After two debates Trump remains the dark-horse leader for the GOP presidential nomination.
But that lead is only with people who live in the real world. To the media elite and the DC bubble of politicians and pundits, he remains "a circus clown." Hence a slew of articles proclaiming Trump's decline in the polls, his high unfavorable ratings, his inability to attract the support of women and independents -- you name it.
But one thing is clear: Trump continues to lead nationally over his fellow Republican contestants. More importantly, he has sizeable leads in the early caucus and primary states. In the latest Iowa poll, Trump leads Dr. Ben Carson by 7 points. In New Hampshire Carson barely registers, with Trump leading second-place Carly Fiorina by 10 percentage points.
And in the South, where Trump has his strongest base, he has actually increased his support. Our early August InsiderAdvantage/Opinion Savvy poll for the Augusta Chronicle showed him with the lead in South Carolina at 31 percent, and the latest CBS poll indicates that he enjoys 36 percent support there, also an increase.
And the tax plan he unveiled this week might just give his efforts another boost.
In recent presidential cycles, it has been in vogue for many candidates to advocate a version of the "Fair Tax," a particularly well-thought-out plan developed by former Congressman John Linder and retired radio talk show star Neal Boortz. Had it ever been implemented, their plan would have revolutionized the federal tax system to the benefit of the nation.
But it is painfully clear that Congress has no intention of taking the bold move of trashing the entire tax code and replacing it with a plan that seems so simple, and yet would actually work.
Enter Donald Trump with the tax proposal he outlined this past week. First, to find any value in his ideas about tax reform, one must be willing to believe in supply-side economics. You know, the economics that Ronald Reagan espoused in the early 1980s. Of course Reagan was ridiculed for his economic beliefs then, just as Trump is being lambasted for his resurrection of the same philosophy today.

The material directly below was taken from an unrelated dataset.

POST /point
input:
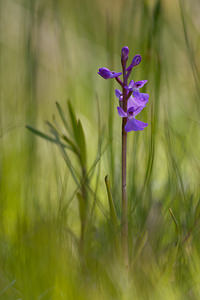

Again, Trump's proposal is relatively simple. He would exempt from paying any federal income tax individuals making less than $25,000 a year, or couples making less than $50,000. That might keep the lobbyists for H&R Block in an uproar, but once properly advertised in a general election, this proposal could win over a large section of usually Democratic-voting younger Americans, who would be spared the hassle and cost of paying taxes.
Basically, other income bracket rates would be substantially lowered from today's levels, as would the corporate tax rate. Large U.S. multinational corporations would pay a one-time 10 percent tax on the massive amount of money they have made overseas and on which they now are able to "defer" paying taxes on. Trump proposes to end that deferment.
The plan would also end many loopholes and reduce various deductions currently embedded in our Byzantine tax code.
Critics hit the plan mainly on one point: It raises too little revenue. Wow, it cuts off the blood that feeds the great leviathan that is our bloated federal government. How dare someone suggest doing that! That might put a crimp in the D.C. metro economy, given that six of the 10 wealthiest counties in America can be found there. But the rest of the nation would likely see businesses boom, because the tax system would finally give them a fair shake.
Trump's plan, which has received kudos from the likes of economist and commentator Larry Kudlow and conservative tax voice Grover Norquist, seems to resonate with many who live outside of the D.C. bubble. To them, supply-side economics is a good thing.
So while Trump's tax reform proposal may be picked apart by the political intelligentsia, it could turn their derisive term -- the so-called "Summer of Trump" -- into a multi-seasonal success.